New research shows that home care workers are much more likely to have poor mental health
A new study published on Wednesday found that one in five home healthcare workers said their mental health is poor—about twice the experience experienced by a typical American worker.
These data come from a paper published in the American Journal of Public Health, which studied how home care workers assessed their health and well-being from 2014 to 2018. Researchers examined the responses of nearly 3,000 workers to behavioral health studies collected by the center for disease control and prevention.
The researchers compared the performance of home caregivers—a group of almost exclusively women, mainly women of color—with other types of low-paid medical staff (i.e., health care assistants and support staff). Inequality is very serious.
Poor mental health is closely related to anxiety and depression, which has become more common among women. Home care workers may not only have poor mental health (defined as the number of days with poor mental health more than 14 days in the study), but also have poor physical health. This indicator uses a comparable indicator.In contrast, approximately 14% of home care workers are in poor health About 11% The general population.
“We have learned from decades of experience that when they are helping patients every day, they may sacrifice their health at the expense of,” Dr. Madeleine Sterling, assistant professor at Weill Cornell School of Medicine Said, and the main author of the paper. “I think the result is a call to action.”
Because this data was collected before the COVID-19 pandemic, it does not indicate the way in which the health of home caregivers may have deteriorated in the past two years, and they spent The height of the pandemic Work on the front lines without government support.
“The situation may have gotten worse,” Sterling admitted. “Workers on the front lines often have no resources, not enough pay, and they themselves are sick. It is draining.”

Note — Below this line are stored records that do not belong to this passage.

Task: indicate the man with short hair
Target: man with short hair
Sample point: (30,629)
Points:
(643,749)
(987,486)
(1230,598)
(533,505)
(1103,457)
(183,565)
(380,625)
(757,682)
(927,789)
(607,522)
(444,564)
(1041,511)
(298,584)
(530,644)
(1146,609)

The wages of home care workers are already very low, and there is very little on-the-job protection. In 2020, the median income of home care workers is approximately US$13 per hour, or approximately US$27,000 per year. Bureau of Labor Statistics. almost one fifth Lack of health insurance. Another 40% get insurance through government programs, usually Medicaid, covering low-income groups.
Even now, workers do not receive paid sick leave protection. Home care workers are one of the few hourly workers who do not guarantee overtime pay. This situation can be traced back decades.
Sterling said that these seem to be factors that lead to deteriorating health.
“Even if you have the opportunity to see a doctor, about 31% of workers feel that this opportunity is limited by cost,” she said. “Any regulation that can raise wages, and-at least from our research-insurance status will be very helpful.”
Although Joe Biden promised to improve the pay and working conditions of home care providers during the presidential campaign, the scale of his current version of the “Rebuild Better” plan is far less extensive. Advocates worry It will not provide enough money to raise workers’ wages. The plan faces an uphill battle in the Senate, and there is no guarantee that it will be passed in its current form.